Later, I hiked to Snow Falls on the Laurel-Snow Segment in May 2013.  It is a longer hike than Laurel Falls but well worth the additional mileage and stream crossing.  

The 150-foot bridge over Richland Creek on the way to Snow Falls

The third trip to Imodium Falls in October 2013 was a little disappointing.  Unfortunately, the abundant summer rain didn't last until Fall.  

On top of Brady Mountain on the Grassy Cove Segment in November 2013.  Here is a link to this segment of the trail. 

The Brady Mountain Arch. This section of the trail was done as a shuttle hike from Jewett Road trailhead to Highway 68. 

My fourth trek to the Three Gorges Segment - Possum Creek Section started at Heiss Mountain Road and ended at the Retro Hughes trailhead.  Just north of Imodium Falls on Little Possum Creek, these small cascades were a delightful discovery.  

I love sharing the outdoors with others and led my final trek to Imodium Falls for the Chattanooga Hiking Meetup on a beautiful day in late November.  Here is a link to Chattanooga Hiking Meetup.  

Special thanks to Cumberland Trail volunteer Don Deakins for trail maintenance, leading hikes, answering questions, and providing assistance for anything related to the Cumberland Trail. By the way, Don has a wonderful blog, Cumberland Trail Volunteers, and you can view it here.

In case you're wondering, the Cumberland Trail Conference has a 50-miler award which requires 10 hours of trail maintenance.  I hope to complete that 10 hours of trail maintenance soon so I can "Keep On Hiking."


  1. This blog entry should make anyone want to explore Cumberland Trail.
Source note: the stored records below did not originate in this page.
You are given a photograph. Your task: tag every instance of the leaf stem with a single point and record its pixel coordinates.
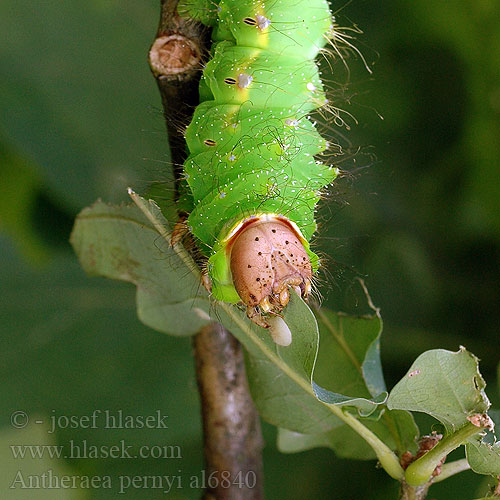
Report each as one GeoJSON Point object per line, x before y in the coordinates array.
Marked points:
{"type": "Point", "coordinates": [420, 471]}
{"type": "Point", "coordinates": [388, 460]}
{"type": "Point", "coordinates": [451, 469]}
    1. Thank you, Don, for your comments and for all that you do for this trail.

  2. Beautiful! I definitely want to explore the Cumberland Trail

    1. Angela, when you're in the area, just let me know! Would love to share this area with you.

  3. I have tried calling offices to get information on the 50 miler and maybe more,,, can some one help me?